Magazine: Audiology & Neuro-otology
Date: Apr 1, 2005Otorhinolaryngology Department [SP]
The treatment of patients with Ménière's disease that do not respond to conventional therapy becomes complicated, particularly when taking into account the issue of hearing damage as well as the control of vertigo.
Treatment often involves the intratympanic administration of gentamicin, for which different protocols are used. Hence, it is important that we better understand how this treatment influences hearing, beyond mere audiometric assessments. The aim of this prospective study was to evaluate the effect of intratympanic gentamicin treatment for Ménière's disease on cochlear function, as assessed by otoacoustic emissions.
The 41 patients included in the study had been diagnosed with unilateral Ménière's disease as defined by the American Academy of Otolaryngology-Head and Neck Surgery guidelines (1995), and had been refractory to medical treatment for at least 1 year. Intratympanic injections of gentamicin at a concentration of 27 mg/ml were performed at weekly intervals until indications of vestibular hypofunction appeared in the treated ear. Before beginning the treatment and 3 months after ending it, pure tone and speech audiometry tests were performed and the results are expressed in terms of the pure tone average (0.5, 1, 2, and 3 kHz) and the speech discrimination score, respectively. At the same time, a distortion product otoacoustic emission (DPOAE) study was performed and the results are expressed in terms of its presence or absence, and as the amplitude and threshold of the emission.

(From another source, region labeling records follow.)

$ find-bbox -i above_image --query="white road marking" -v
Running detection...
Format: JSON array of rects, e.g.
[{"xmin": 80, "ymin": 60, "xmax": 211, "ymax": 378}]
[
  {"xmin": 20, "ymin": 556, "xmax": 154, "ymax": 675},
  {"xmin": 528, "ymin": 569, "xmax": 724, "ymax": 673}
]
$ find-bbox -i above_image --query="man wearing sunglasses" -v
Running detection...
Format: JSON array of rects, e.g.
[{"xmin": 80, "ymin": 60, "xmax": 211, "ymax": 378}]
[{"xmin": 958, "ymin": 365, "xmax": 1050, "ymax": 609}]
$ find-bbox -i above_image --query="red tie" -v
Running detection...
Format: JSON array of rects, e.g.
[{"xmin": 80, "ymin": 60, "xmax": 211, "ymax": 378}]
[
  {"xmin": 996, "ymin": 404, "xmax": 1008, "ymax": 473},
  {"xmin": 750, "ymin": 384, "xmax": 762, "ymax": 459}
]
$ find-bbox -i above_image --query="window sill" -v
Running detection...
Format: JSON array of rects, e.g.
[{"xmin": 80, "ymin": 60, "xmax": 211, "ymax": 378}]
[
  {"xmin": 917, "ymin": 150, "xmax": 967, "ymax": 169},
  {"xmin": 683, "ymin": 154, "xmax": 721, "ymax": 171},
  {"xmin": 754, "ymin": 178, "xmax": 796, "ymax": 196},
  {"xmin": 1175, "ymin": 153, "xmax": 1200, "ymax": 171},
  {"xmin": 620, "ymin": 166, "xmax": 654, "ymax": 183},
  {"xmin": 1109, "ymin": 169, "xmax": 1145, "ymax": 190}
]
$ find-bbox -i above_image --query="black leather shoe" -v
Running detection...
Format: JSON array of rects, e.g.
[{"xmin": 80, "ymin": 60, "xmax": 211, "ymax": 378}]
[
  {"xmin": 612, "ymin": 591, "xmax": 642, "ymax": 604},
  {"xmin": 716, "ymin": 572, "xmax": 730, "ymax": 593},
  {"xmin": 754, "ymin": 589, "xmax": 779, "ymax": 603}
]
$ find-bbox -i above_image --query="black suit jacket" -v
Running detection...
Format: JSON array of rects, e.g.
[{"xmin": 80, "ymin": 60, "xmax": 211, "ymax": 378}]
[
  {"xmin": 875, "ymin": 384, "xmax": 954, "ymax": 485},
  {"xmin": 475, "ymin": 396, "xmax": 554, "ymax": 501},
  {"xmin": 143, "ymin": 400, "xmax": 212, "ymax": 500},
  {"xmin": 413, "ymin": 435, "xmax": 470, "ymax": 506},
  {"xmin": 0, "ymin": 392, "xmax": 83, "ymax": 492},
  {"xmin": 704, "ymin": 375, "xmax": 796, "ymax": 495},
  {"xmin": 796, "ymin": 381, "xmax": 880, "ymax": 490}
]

When analyzed 3 months after the treatment had terminated, hearing loss was seen in 13 patients (31.7%). However, no significant change in the threshold and/or amplitude of otoacoustic emissions was observed in any of the patients. Neither were changes in the audiometric stage, number of injections required or the existence of DPOAE before treatment detected.
Hence, the treatment method used here for patients with intractable unilateral Ménière's disease can be considered as having a low risk on auditory function, as assessed both audiometrically and with otoacoustic emissions, and can be considered as subablative for hearing function.